Trump, a self-described branding expert, saw other brands distancing themselves from him during his tenure. Retailers like Macy’s and Sears pulled his merchandise from their racks and high-rise buildings removed his name from their facades, citing his incendiary rhetoric toward immigrants, minorities and other marginalized groups. His encouragement of the Jan. 6, 2021, insurrection caused even more businesses and institutions to cut ties.

In recent weeks, Trump has sought to begin marketing himself again to broader audiences, with his campaign successfully lobbying to have his Facebook and Instagram accounts reinstated.

In the past, consumer brands have been more eager to highlight their proximity to presidents, Riley said.

Ronald Reagan’s love for Jelly Belly jelly beans, for example, helped the supercharge company’s sales, as it became known that the 40th president had a standing order for 720 bags of its candies for the White House and other federal offices each month.

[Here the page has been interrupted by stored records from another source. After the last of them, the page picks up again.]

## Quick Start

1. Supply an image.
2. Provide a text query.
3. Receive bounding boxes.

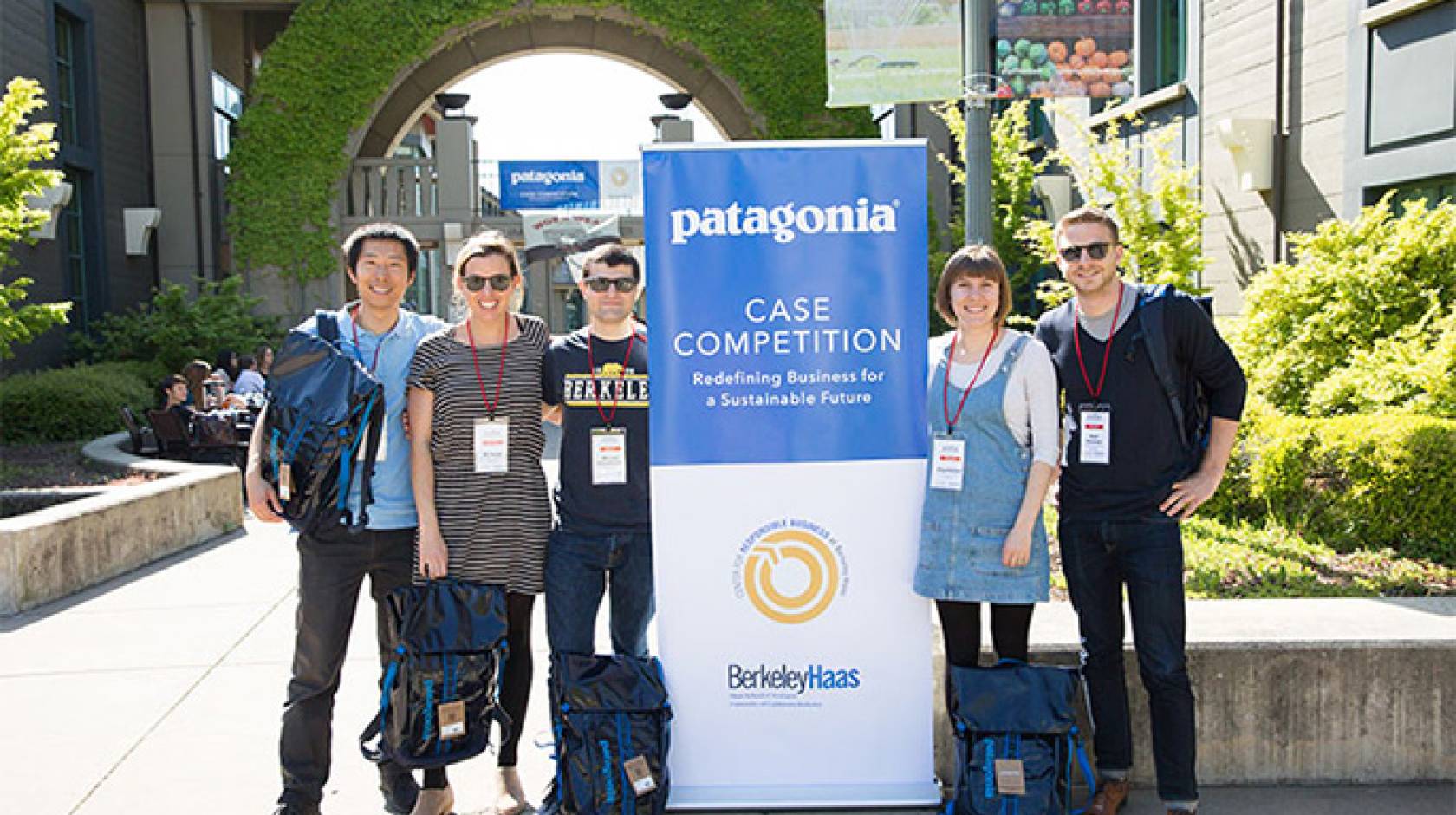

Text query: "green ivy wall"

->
[229,0,875,284]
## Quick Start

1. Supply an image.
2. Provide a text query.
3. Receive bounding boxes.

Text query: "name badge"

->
[437,700,465,740]
[931,437,965,491]
[996,759,1026,796]
[357,421,389,463]
[475,418,510,473]
[1077,405,1113,464]
[591,428,627,485]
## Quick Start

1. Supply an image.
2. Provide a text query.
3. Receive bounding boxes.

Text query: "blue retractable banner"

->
[642,140,939,809]
[501,161,601,210]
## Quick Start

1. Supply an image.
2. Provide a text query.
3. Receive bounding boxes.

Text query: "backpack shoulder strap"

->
[1137,284,1193,450]
[313,309,339,345]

Presidents John F. Kennedy, Richard M. Nixon and Jimmy Carter each invited instructors from Evelyn Wood Reading Dynamics to give speed-reading courses to White House staff, a fact the company cited in its marketing.

Brooks Brothers has touted the fact that several presidents have worn the company’s suits, a tradition going back more than two centuries. A.T. Cross, the company that produces many of the pens used by presidents to sign legislation, has said it was “honored” to see Biden using its product to sign his first executive orders.

But as political polarization has seeped into the world of commerce, the relationship between politicians and business has become more fraught. Democrats have increasingly called out corporations over increasing income inequality, and several GOP politicians have embraced a more populist approach to corporate America.

Florida Gov. Ron DeSantis (R) has targeted Disney, BlackRock and other “woke” corporations with punitive legislation. DeSantis, a potential contender for the GOP presidential nomination, is one of several high-ranking Republicans who have sought to challenge companies over their stances on issues like diversity, climate change and immigration.

Biden has also put some companies in his crosshairs. On Tuesday, after ExxonMobil posted a record annual profit of $55.7 billion for 2022, the president took to Twitter to blast the oil and gas industry and Republicans who have criticized him over gas prices.

“The only thing stopping Big Oil from increasing production is their decision to pay shareholders billions instead of reinvesting profits,” Biden wrote. “I’m doing my part to lower prices, it’s time Big Oil did theirs.”